To deal with these variations the rules of statistics are often adjusted and theories such as Efficient Market Hypothesis assume factors such as all investors being rational, all information has the same impact and returns in one period are totally independent of the previous period. This allows standard statistics to apply and fulfils our human needs to standardise and create rules.
However, empirical evidence suggests this is not the case and in our previous round up we showed an example of how returns deviated by 6x from their mean over 30 times since the early 60’s and not once every 1.4 million years!

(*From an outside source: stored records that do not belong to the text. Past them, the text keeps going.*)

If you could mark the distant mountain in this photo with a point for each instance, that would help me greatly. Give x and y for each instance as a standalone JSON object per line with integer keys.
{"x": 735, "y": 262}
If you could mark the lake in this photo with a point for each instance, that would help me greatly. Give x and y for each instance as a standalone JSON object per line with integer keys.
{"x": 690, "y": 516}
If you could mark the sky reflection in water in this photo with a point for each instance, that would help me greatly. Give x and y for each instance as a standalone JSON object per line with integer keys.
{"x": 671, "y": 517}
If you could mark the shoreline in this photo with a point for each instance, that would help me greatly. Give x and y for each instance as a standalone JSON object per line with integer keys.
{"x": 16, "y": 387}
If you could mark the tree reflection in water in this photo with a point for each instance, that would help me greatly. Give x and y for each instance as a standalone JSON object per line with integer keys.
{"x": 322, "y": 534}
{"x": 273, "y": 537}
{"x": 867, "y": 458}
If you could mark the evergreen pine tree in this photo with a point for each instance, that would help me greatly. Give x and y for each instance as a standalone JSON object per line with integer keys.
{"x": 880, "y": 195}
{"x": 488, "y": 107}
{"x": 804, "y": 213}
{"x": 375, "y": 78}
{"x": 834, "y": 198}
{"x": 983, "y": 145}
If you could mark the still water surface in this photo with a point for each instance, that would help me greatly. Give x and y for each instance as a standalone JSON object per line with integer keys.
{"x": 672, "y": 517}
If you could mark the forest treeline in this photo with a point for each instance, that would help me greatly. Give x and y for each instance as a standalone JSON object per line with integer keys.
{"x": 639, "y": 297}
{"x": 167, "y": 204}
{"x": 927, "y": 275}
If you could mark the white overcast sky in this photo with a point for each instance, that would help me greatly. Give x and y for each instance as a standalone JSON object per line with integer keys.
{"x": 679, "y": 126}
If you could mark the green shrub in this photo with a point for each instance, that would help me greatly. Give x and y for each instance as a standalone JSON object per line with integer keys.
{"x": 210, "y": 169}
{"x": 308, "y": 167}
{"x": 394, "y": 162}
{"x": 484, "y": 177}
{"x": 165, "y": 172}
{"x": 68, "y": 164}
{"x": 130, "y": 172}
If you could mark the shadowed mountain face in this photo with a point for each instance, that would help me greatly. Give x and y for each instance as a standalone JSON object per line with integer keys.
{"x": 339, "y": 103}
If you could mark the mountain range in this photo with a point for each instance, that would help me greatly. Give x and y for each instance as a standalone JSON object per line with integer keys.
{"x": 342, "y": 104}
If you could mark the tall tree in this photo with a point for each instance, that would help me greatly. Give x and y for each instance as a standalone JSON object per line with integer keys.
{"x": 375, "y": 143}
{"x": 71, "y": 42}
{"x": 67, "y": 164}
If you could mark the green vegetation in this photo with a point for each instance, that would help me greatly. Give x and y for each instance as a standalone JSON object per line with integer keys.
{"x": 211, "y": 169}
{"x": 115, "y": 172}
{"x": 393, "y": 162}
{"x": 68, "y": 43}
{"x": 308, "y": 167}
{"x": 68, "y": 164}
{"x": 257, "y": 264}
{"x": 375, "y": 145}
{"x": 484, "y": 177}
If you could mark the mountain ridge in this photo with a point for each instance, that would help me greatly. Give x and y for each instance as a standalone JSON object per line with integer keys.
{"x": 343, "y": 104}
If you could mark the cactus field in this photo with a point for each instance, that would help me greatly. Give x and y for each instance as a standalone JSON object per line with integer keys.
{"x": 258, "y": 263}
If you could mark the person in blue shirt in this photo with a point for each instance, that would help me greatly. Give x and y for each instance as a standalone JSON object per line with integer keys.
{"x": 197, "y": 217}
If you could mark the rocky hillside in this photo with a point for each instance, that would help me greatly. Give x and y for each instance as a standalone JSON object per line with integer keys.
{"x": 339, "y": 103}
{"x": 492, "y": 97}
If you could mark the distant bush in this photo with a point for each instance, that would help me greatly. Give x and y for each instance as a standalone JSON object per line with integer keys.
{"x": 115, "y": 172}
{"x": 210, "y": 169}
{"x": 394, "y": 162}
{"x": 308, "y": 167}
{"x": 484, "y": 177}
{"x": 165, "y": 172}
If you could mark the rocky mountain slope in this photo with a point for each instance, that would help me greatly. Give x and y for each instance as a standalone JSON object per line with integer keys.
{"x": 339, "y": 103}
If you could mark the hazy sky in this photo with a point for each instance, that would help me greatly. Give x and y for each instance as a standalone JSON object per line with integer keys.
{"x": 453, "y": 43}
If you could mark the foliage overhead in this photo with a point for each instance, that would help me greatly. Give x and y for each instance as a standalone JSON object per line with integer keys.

We feel its important to think about investment markets differently and understand how they work; the key is that investors do not behave rationally and do not react the same way to different information. This is because of the different types of investors within the market and their different investment time horizons – in Edgar E Peters book Fractal Market Analysis he eloquently proposes that markets only remain stable when trading is balanced.
For example short term traders may have large losses on their day’s trades and want to exit their positions (sell); whilst their losses are large for them the longer term investor sees it as an opportunity and steps in becoming the buyer – the market is balanced. It is when long term perceptions of fundamentals change and long term investors start heading to the exit door and liquidity dries up (there are no buyers of what everyone is selling) that large volatility occurs.
Many people have written and proposed alternatives, but unfortunately by and large remain in the minority.